Photonic crystal fibers doped with silver nanoparticles exhibit a Kerr nonlinearity that can be positive or negative depending on the input wavelength and which vanishes at a specific wavelength. The existence of negative nonlinearity allows soliton formation even in the normal-dispersion region of the fiber, and the zero-nonlinearity wavelength (ZNW) acts as a barrier for the Raman-induced redshift of solitons. We adopted the variational principle to understand the role of the zero-nonlinearity point on Raman redshift and verified its prediction numerically for fundamental and higher-order solitons. We show how the simultaneous presence of a ZNW and a zero-dispersion wavelength affects soliton evolution inside such fibers and find a number of unique features such as the position and the spectral bandwidth of the dispersive wave that change with the location of the ZNW.

Figure 1

(a) Schematic cross section of the proposed fiber. (b) Fundamental mode field distribution calculated at the operating wavelength of 880 nm.

Figure 2

(a) Raman-induced spectral shift at $\xi =20$ of a second-order soliton $(N=2)$ in the absence (red pulse) (dark gray pulse) and presence (pink pulse) (light gray pulse) of a ZNW. (b) Spectral evolution inside the PCF in the two cases. The arrow marks the absence of a ZNW. (c) Frequency shifts with distance as predicted by the variational technique for $N=1$; blue squares represent numerical data that agree with the dashed blue line. The dashed blue line (upper) represents the negative higher-order nonlinear coefficient and the dotted red line represents the positive higher-order nonlinear coefficient. The black solid line (middle) indicates the absence of higher-order nonlinear coefficient. (d) Variational prediction comparing soliton spectrum at a distance of $\xi =8$ with the input spectrum (dotted curve). Red dot at the peak shows the extent of RIFS.

Figure 3

Spectral (a) and temporal (b) evolution of the pulse over 3 m. Black and pink vertical lines in (a) mark the ZDW (1023 nm) and the ZNW (1374 nm), respectively. (c) GVD and nonlinear profiles of the PCF as a function of wavelength. (d) Spectrogram at 1.2 m where DW initiates. (e) Phase-matched curve; a red circle indicates the location of DW. (f) Spectrogram at 2 m.

Figure 4

Spectral (a) and temporal (b) evolution of the pulse over 3 m. Black and pink vertical lines in (a) mark the ZDW (1023 nm) and the ZNW (1205 nm), respectively. (c) GVD and nonlinear profiles of the PCF as a function of wavelength. (d) Spectrogram at 1.5 m. (e) Phase-matching curve; a red circle indicates the wavelength of the DW. (f) Spectrogram at 2 m.

Figure 5

Spectral (a) and temporal (b) evolution over 3 m.

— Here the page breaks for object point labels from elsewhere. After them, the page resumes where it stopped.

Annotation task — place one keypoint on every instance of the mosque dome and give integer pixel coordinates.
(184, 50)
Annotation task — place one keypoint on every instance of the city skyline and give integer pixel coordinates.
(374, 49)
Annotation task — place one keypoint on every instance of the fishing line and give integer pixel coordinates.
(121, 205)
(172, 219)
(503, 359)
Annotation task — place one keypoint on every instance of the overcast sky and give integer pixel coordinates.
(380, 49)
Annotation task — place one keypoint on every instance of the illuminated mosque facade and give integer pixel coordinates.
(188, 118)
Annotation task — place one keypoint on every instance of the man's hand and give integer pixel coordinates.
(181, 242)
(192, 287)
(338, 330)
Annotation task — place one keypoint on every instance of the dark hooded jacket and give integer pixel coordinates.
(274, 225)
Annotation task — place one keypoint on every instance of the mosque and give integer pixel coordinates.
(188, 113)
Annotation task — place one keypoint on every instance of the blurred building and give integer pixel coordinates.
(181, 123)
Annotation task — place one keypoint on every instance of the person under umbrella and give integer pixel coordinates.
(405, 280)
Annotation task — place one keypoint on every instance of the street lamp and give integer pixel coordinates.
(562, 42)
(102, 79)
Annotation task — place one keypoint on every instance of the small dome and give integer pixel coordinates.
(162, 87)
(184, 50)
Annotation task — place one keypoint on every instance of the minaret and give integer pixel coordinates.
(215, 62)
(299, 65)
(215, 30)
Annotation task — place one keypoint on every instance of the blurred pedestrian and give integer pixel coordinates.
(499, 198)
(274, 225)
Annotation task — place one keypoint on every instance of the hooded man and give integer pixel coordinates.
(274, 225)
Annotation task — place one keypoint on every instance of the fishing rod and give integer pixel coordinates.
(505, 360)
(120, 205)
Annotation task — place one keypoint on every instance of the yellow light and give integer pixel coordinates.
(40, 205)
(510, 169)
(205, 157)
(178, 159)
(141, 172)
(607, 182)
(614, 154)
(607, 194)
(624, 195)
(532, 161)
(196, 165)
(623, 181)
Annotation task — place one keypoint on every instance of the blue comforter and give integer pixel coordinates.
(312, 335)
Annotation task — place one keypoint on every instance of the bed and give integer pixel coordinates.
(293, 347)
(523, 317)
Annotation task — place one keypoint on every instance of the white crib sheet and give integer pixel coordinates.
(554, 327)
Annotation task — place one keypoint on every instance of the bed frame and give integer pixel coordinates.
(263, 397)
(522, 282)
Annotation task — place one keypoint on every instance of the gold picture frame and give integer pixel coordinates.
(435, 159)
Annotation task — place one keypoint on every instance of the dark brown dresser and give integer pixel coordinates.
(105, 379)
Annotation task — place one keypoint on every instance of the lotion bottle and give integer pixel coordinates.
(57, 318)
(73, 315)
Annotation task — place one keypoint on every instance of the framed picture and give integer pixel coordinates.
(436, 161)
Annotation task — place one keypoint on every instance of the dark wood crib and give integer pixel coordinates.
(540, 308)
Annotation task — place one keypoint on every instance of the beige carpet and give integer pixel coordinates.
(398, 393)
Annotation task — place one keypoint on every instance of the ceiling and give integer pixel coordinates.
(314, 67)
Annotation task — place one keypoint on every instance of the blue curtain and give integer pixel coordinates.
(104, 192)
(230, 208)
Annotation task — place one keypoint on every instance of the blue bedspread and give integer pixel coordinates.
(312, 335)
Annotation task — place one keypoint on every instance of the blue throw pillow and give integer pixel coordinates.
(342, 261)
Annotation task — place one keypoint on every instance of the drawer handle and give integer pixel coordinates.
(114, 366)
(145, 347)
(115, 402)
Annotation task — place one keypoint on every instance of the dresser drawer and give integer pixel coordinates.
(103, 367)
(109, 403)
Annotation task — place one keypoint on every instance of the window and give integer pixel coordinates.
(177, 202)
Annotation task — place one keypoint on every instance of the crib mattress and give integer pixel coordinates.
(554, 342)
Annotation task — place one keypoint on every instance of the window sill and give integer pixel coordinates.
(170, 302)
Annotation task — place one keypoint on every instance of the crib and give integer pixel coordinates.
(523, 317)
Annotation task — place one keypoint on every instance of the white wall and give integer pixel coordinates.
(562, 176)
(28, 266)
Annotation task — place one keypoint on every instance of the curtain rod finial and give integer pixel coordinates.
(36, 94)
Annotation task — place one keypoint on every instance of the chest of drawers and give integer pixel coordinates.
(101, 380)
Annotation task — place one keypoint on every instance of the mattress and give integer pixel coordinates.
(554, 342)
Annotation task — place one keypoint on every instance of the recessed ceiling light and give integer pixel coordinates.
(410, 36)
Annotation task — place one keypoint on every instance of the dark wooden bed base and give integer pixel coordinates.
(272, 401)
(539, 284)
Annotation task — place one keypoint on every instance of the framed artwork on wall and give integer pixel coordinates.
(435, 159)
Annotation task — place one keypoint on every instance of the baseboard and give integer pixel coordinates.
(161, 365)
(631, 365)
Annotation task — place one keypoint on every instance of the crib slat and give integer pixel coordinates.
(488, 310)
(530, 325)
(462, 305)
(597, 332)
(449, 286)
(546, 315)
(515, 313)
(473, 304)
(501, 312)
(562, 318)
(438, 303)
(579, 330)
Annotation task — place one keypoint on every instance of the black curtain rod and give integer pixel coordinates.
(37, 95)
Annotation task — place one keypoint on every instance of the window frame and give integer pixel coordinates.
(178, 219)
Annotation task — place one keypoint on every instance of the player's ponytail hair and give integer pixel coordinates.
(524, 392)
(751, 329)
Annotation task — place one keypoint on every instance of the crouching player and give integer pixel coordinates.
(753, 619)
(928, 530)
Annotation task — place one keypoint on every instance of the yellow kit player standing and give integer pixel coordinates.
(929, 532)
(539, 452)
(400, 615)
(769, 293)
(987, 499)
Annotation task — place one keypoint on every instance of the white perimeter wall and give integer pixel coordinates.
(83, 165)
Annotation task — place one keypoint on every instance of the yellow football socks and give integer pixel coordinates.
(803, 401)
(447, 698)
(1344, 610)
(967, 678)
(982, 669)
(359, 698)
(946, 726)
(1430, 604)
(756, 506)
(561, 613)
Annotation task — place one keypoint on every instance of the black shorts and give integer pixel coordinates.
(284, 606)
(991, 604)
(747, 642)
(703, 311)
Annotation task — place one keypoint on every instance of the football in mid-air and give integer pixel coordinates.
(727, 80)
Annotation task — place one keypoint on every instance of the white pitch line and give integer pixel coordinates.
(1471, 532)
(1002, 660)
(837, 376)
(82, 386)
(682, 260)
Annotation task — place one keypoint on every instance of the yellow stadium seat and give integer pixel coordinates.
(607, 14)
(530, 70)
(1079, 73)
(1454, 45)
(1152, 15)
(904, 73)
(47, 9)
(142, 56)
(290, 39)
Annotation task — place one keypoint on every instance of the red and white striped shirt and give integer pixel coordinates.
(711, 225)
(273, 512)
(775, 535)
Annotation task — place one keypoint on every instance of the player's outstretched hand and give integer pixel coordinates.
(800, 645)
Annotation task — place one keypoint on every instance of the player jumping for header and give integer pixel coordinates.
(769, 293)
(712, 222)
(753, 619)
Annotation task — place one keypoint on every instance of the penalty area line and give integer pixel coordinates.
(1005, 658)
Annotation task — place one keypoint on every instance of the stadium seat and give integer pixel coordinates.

Black and pink vertical lines in (a) mark the ZDW (1023 nm) and the ZNW (1135 nm), respectively. (c) GVD and nonlinear profiles of the PCF. (d) Spectrogram at 1.3 m. (e) Phase-matching curve; a red circle indicates the location of DW. (f) Spectrogram at 2 m.

Figure 6

Spectral (a) and temporal (b) evolution over 3 m. Black and pink vertical lines in (a) mark the ZDW (1023 nm) and the ZNW (1073 nm), respectively. (c) GVD and nonlinear profiles of the PCF. (d–f) are the spectrograms corresponding to 1.7, 2, and 3 m. Notice that the DW blueshifts along the length of the fiber.

Figure 7

Spectral (a) and temporal (b) evolution when the ZDW and ZNW coincide at 1023 nm. (c,d) are the spectrograms at 2 and 4 m, respectively. Fiber dispersion is modified in (e,f) such that the ZDW is absent but ZNW coincides at 1023 nm [pink vertical line in (e)].

Figure 8

(a) Variation of DW wavelength with the ZNW both numerically (dot-dashed line) and analytically from phase-matched Eq. (15) (circle). (b) Same variation over a wider range of ZNW. The horizontal line shows the wavelength of DW when ZNW does not exist. (c) Variation of ZNW with the filling factor f. (d) Variation of spectral bandwidth width of DW with the ZNW. Bandwidth is defined as the difference between the two points that are 10 dB below the peak intensity of the DW. The horizontal line shows the width of DW when ZNW does not exist.